Figura 7. Produção e composição de leite de vacas suplementadas com gordura inerte durante a lactação.
Em relação ao controle, ambas as fontes de gordura aumentaram a produção de leite diária, e ainda quando comparada às duas fontes, a suplementação de óleo de palma foi superior à soja. Uma vez que o óleo de soja é rico em gordura poli-insaturada (ver descrição da figura 5), principalmente ácido linoleico, esperava-se as vacas suplementadas com essa fonte apresentassem DGL, porém, é interessante frisar que os efeitos da DGL são corrigidos quando outra fonte de gordura - no caso óleo de palma - é utilizada.
O óleo de palma apresenta mais de 50% de gordura saturada, que por não apresentar duplas ligações, afeta de maneira mínima a biohidrogenação e consequentemente proporciona aos animais uma produção de leite pela glândula mamária adequada. Mais uma vez observa-se como o aumento de óleos e gordura ricos em ácidos graxos poli-insaturados pode comprometer o teor de gordura no leite, principalmente em dietas típicas brasileiras.
Considerações finais
No artigo de hoje apresentamos o que é e como acontece a chamada DGL, e como a concentração de ácidos graxos poli-insaturados pode afetar a síntese de gordura pela glândula mamária. Suplementação de gordura é comumente utilizada para aumentar a densidade energética da dieta e otimizar a produção de leite. Nem todas as fontes de óleos e gordura disponíveis para alimentação de bovinos são iguais. Conhecer que tipo de ácidos graxos e o processo como são produzidos e extraídos de cada fonte é importante na hora da tomada de decisão da inclusão ou não desses produtos nas dietas de nossas vacas.

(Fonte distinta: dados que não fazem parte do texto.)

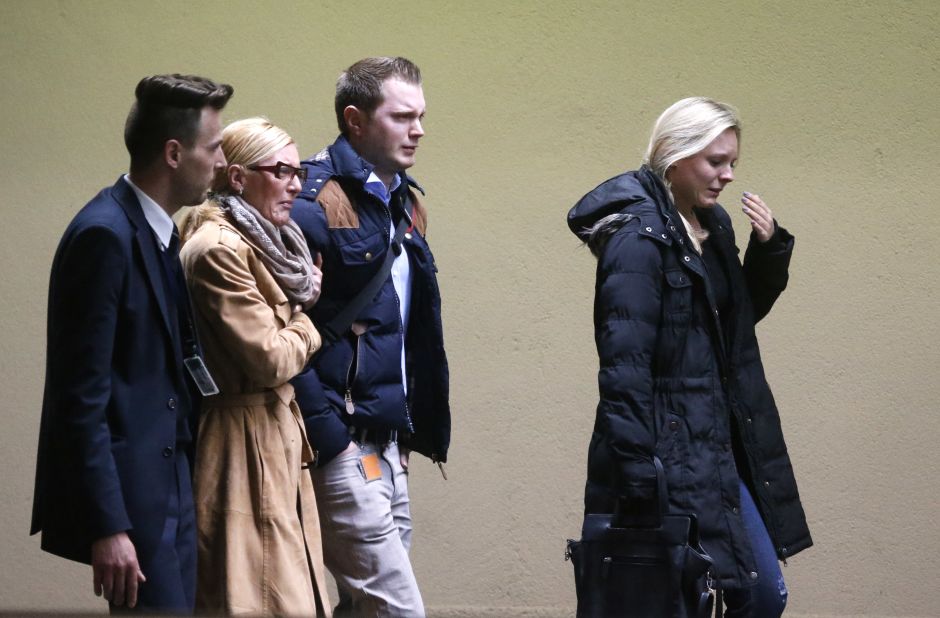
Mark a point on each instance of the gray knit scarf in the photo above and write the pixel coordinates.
(283, 250)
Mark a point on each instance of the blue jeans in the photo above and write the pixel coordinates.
(768, 597)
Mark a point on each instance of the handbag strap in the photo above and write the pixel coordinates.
(337, 327)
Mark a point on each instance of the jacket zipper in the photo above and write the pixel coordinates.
(351, 375)
(401, 327)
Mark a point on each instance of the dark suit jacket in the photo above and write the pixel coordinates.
(114, 384)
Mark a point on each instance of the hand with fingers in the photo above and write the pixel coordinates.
(762, 220)
(115, 570)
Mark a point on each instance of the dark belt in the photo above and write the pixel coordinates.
(379, 437)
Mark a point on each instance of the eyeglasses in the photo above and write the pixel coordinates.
(282, 170)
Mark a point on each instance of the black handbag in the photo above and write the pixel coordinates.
(630, 570)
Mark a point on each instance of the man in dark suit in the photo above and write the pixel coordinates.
(112, 474)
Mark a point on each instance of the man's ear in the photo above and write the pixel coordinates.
(172, 153)
(236, 177)
(355, 119)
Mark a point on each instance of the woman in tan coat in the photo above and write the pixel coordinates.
(250, 276)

De maneira geral, fontes de gordura oriundas de óleo de palma que apresentam uma concentração de ácidos graxos saturados e monoinsaturados maior que de outras fontes vegetais como soja, girassol e milho favorecem a concentração de gordura no leite em dietas de baixa quantidade e qualidade de forragem com alta concentração de grãos. Realidade muito comum em dietas de vacas em lactação no Brasil. Lembre-se de considerar que os potenciais efeitos da suplementação de cada tipo gordura nas dietas de vacas de leite é ferramenta essencial para maximizar consumo, produção de leite e ainda evitar a prevalência de DGL, mantendo assim teores adequados de gordura no tanque.